On Satan Getting Saved

On Satan Getting Saved July 19, 2007

Origen famously created controversy in his day by merely speculating on the possibility that even the devil could be saved. It is important to ask why this idea should be controversial in a Christian context. Allegedly, Christianity is all about redemption, about the possibility of those living in darkness seeing the light and changing direction. Yet even today a question about praying for the devil on Yahoo! Answers meets with either surprise or the response ‘there would be no point’.
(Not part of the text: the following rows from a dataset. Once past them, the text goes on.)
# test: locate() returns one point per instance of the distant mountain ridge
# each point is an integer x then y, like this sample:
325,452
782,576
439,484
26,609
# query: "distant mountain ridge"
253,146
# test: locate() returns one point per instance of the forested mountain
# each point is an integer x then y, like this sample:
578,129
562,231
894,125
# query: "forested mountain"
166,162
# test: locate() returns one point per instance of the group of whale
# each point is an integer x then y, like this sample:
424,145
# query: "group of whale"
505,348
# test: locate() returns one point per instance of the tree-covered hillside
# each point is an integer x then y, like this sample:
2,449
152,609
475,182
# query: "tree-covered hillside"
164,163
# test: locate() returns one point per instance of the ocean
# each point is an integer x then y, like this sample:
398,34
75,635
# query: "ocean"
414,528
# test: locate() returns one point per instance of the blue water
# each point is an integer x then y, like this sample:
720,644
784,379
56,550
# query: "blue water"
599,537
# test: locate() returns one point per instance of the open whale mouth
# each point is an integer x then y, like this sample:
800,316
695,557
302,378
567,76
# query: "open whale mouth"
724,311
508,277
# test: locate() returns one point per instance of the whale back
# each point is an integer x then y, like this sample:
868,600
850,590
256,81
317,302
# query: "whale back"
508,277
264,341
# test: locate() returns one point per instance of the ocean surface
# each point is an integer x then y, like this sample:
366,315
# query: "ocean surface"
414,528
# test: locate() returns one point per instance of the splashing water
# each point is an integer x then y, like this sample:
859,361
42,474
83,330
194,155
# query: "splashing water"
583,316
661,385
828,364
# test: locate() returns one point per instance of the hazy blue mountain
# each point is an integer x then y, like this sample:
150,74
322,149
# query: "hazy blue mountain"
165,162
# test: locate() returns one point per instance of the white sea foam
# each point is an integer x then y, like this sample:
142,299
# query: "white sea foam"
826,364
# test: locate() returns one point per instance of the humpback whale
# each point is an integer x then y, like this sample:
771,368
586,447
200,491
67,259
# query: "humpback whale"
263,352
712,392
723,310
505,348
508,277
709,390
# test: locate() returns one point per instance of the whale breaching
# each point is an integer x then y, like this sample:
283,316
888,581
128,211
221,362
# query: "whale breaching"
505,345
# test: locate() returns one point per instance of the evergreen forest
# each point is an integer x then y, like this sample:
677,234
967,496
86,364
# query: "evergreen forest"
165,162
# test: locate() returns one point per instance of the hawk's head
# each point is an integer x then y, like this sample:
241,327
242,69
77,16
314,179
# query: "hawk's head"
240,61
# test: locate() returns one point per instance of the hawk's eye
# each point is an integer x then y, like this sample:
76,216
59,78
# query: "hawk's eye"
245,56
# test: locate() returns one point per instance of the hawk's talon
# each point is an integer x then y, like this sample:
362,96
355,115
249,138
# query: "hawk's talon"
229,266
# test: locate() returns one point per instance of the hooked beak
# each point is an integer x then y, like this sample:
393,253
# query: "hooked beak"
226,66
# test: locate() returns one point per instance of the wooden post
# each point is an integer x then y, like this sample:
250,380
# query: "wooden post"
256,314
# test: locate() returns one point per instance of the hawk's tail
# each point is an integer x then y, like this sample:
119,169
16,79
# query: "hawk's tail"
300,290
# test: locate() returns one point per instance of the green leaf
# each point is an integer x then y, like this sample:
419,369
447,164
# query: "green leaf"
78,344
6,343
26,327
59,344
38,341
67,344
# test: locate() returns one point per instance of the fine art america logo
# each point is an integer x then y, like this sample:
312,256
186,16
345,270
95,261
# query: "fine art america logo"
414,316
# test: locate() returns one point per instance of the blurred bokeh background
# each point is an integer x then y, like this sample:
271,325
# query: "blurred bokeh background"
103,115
I was struck when teaching a course on South Asia in which we read the Ramayana how, after the hero Rama defeats the demon Ravana, he sees the latter’s inner self, with the selfishness and bitterness burned away in the battle. Similarly, Star Wars presents Luke Skywalker redeeming his father, even though even Anakin himself is persuaded that it is too late for him. Yet reading John 8 once again as we reached that passage in the Sunday School class I teach, I couldn’t help noticing how absolute (almost Zoroastrian) its depiction of the devil is – a liar and murderer “from the beginning”, which I suppose could mean from creation (as in the Life of Adam and Eve), but sounds like it is simply saying ‘he was always that way’.

The Biblical writings do not have a consistent doctrine of Satan or ‘the devil’ – most of it is based on the application of texts from Isaiah and Ezekiel that originally referred to the kings of Babylon and Tyre to a fallen angel. So perhaps it is not that surprising to find that there isn’t a coherent view of what it would mean to hope for the ultimate reconciliation of all things either.